By: | Post date: 2017-05-23 | Comments: No Comments
Posted in categories: Culture, Modern Greek

I had a wonderful comment about this in a similar post, and because it was a comment and not a post, and because Quora has a very recalcitrant notion of what should be searchable, I can’t find it.

My fellow Greeks Nikos Anagnostou, Yiannis Papadopoulos, Bob Hannent, Konstantinos Konstantinides, Pieter van der Wilt, have all illuminated different facets of this question:

  • Greeks are small-scale entrepreneurs: they get family-sized operations, not big business (Nikos, Bob, Pieter)
  • Greeks are culturally suspicious of big business (Nikos)
  • Greece is choking in bureaucracy, which is self-perpetuating (Bob)
  • Greeks want a cushy public sector job rather than a risky private enterprise job, and patronage rather than risk (Konstantinos)
  • The Greeks who were truly enterprising left the country (Yiannis)

The Greeks who get out of Greece, and aren’t dragged down by the unenterprising culture of their fellow Greeks, do prosper.

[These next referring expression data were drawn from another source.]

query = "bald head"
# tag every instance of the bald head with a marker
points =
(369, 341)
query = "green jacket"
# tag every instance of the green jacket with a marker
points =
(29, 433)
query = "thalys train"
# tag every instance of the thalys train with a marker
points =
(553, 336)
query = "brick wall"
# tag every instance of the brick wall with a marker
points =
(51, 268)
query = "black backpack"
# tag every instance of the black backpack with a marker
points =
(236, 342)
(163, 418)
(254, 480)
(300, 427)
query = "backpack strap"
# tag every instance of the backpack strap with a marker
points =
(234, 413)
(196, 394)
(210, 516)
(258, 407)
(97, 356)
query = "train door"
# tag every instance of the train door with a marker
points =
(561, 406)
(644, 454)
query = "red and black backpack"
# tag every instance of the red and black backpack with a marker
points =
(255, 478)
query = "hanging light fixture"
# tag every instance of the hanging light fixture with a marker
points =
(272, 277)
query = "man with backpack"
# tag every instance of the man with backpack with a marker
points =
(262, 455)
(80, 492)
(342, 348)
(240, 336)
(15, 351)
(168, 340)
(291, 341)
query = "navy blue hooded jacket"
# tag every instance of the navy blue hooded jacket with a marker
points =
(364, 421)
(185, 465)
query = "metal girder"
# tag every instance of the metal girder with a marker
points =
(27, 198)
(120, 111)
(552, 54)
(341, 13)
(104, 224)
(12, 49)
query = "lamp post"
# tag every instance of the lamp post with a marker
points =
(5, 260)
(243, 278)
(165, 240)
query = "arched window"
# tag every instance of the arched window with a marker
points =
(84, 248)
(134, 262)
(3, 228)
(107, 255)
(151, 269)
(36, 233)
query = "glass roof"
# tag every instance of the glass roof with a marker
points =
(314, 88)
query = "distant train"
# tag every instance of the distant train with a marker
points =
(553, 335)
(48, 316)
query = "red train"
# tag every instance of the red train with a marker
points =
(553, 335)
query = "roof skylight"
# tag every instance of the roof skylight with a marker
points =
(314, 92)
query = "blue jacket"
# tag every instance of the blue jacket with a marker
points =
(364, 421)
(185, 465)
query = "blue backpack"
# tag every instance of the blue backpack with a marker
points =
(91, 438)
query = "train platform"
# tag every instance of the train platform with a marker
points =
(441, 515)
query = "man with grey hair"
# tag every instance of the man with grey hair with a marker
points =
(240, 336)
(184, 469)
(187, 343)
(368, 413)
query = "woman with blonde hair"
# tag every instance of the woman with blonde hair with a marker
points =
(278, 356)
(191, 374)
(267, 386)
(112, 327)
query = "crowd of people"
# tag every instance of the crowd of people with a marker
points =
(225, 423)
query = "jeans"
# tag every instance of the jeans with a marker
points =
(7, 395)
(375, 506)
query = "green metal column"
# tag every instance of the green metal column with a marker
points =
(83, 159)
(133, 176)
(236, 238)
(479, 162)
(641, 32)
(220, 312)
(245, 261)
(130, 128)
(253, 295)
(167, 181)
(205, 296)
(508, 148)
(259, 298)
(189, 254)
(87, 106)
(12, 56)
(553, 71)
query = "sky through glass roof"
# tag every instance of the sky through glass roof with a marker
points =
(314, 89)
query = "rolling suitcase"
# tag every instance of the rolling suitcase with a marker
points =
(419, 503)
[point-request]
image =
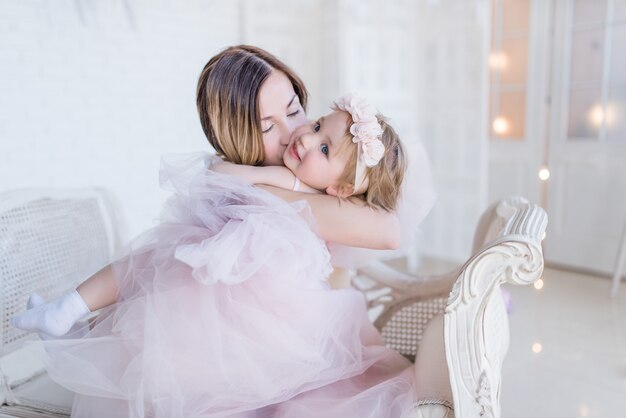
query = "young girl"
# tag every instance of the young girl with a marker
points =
(224, 309)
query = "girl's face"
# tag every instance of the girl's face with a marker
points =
(315, 153)
(281, 113)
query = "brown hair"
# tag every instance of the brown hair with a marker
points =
(385, 178)
(227, 101)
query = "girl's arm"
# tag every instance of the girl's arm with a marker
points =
(277, 176)
(348, 221)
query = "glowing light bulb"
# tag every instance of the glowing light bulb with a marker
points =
(596, 115)
(500, 125)
(544, 174)
(498, 60)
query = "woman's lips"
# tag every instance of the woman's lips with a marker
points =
(293, 150)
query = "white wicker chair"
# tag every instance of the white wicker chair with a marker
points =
(51, 241)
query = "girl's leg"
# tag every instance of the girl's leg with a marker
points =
(432, 381)
(57, 317)
(99, 290)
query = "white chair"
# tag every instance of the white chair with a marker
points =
(51, 241)
(620, 263)
(507, 249)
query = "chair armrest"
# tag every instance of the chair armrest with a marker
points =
(476, 324)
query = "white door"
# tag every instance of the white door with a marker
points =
(587, 136)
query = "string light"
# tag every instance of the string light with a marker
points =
(544, 174)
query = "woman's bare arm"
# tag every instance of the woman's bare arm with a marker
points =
(277, 176)
(349, 221)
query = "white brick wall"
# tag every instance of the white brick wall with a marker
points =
(94, 92)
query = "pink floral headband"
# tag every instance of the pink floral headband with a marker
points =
(366, 132)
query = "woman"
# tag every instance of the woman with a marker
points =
(121, 365)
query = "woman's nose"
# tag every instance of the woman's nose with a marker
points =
(285, 134)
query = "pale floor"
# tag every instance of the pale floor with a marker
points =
(567, 355)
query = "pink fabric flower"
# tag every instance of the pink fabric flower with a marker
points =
(365, 128)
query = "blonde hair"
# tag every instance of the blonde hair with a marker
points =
(385, 178)
(227, 101)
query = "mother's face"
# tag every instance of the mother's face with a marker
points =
(281, 113)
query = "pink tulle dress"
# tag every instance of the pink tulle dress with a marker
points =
(224, 311)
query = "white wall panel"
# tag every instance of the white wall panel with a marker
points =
(93, 92)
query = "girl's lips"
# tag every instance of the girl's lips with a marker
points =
(293, 150)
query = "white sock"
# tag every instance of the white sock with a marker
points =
(78, 330)
(54, 318)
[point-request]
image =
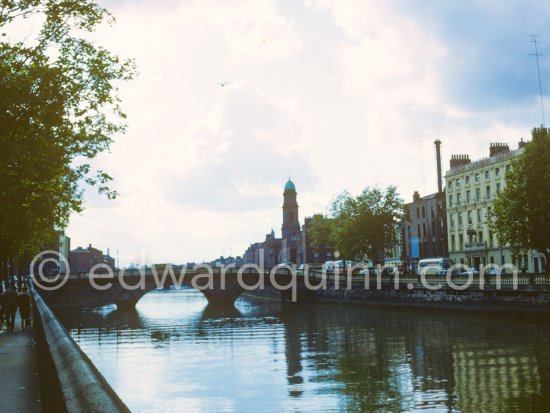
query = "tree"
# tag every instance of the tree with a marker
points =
(364, 225)
(521, 213)
(58, 110)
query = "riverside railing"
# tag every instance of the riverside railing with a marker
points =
(69, 381)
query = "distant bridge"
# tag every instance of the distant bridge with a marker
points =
(220, 286)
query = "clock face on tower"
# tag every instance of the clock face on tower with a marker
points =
(291, 224)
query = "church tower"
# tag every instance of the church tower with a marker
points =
(291, 224)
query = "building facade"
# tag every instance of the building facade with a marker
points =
(425, 229)
(272, 250)
(471, 188)
(83, 259)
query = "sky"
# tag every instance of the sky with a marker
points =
(336, 95)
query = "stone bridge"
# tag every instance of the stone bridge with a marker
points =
(221, 287)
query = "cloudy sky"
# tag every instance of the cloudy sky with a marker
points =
(335, 94)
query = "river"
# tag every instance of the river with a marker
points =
(175, 354)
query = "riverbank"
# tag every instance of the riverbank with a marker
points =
(19, 384)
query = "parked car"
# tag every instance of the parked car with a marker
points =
(470, 270)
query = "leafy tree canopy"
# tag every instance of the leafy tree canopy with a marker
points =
(521, 213)
(58, 109)
(360, 226)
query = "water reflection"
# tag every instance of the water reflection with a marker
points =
(175, 353)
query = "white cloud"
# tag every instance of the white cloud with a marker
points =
(336, 94)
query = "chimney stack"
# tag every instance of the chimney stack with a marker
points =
(437, 143)
(459, 160)
(497, 147)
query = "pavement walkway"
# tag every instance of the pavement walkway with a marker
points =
(19, 382)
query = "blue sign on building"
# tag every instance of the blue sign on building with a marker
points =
(414, 248)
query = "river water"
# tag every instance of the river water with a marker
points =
(176, 354)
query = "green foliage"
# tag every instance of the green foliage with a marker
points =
(361, 226)
(58, 110)
(319, 230)
(521, 213)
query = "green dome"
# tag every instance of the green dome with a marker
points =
(290, 186)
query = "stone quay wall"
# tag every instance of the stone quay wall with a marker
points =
(69, 380)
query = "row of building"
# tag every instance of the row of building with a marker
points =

But they don’t prosper immediately: it takes a generational shift. In Australia, I have a cousin who is doing haute couture and has just moved to LA, and a cousin who owns a chain of McDonalds franchises; but they are second generation. Their parents? Small business owners, the lot of them.

(And yes, I’m an academic manqué turned civil servant, but God knows, my parents were pushing me to be a lawyer.)

In Greece? My uncle in Salonica, who has passed on, was a civil servant in the Electricity Company. One of his sons has been unemployed for six years; his estranged brother is an accountant. As an accountant, he’s one of the few of my cousins who’s financially on the way up.

When he got into the private sector, my uncles’ and aunts’ reaction was one of dismay. (You got it: more than half are civil servants, and the rest are small businesspeople.) “Oh, poor [Redacted]! Having to slave away 9–5! Why couldn’t his father have provided for him while he was still alive, and gotten him a decent job in the public sector!”

I’ve discussed where that attitude came from with friends, and I think even with Dimitra Triantafyllidou here. (Would that I could find that comment here.) Some of it is longstanding, but some of it is more recent—the gates into the civil service were flung open by the Socialists in the ’80s, and made it a default choice in society.

I may have been impressionable in my view of this (I know Achilleas Vortselas was more sceptical in that comment thread); but a revelation to me, during my last two visits to Greece, was that the only relative I met who expressed any interest in what my life was like in Australia was my cousin’s husband, who was the one remaining farmer in the family. It made sense to me that a farmer (who was doing well out of subsidies, and had bought up more land and property) would have kept that sense of enterprise which his civil servant relatives had lost. And that that sense of enterprise should be aligned to a sense of curiosity about the world, which his more complacent relatives had lost.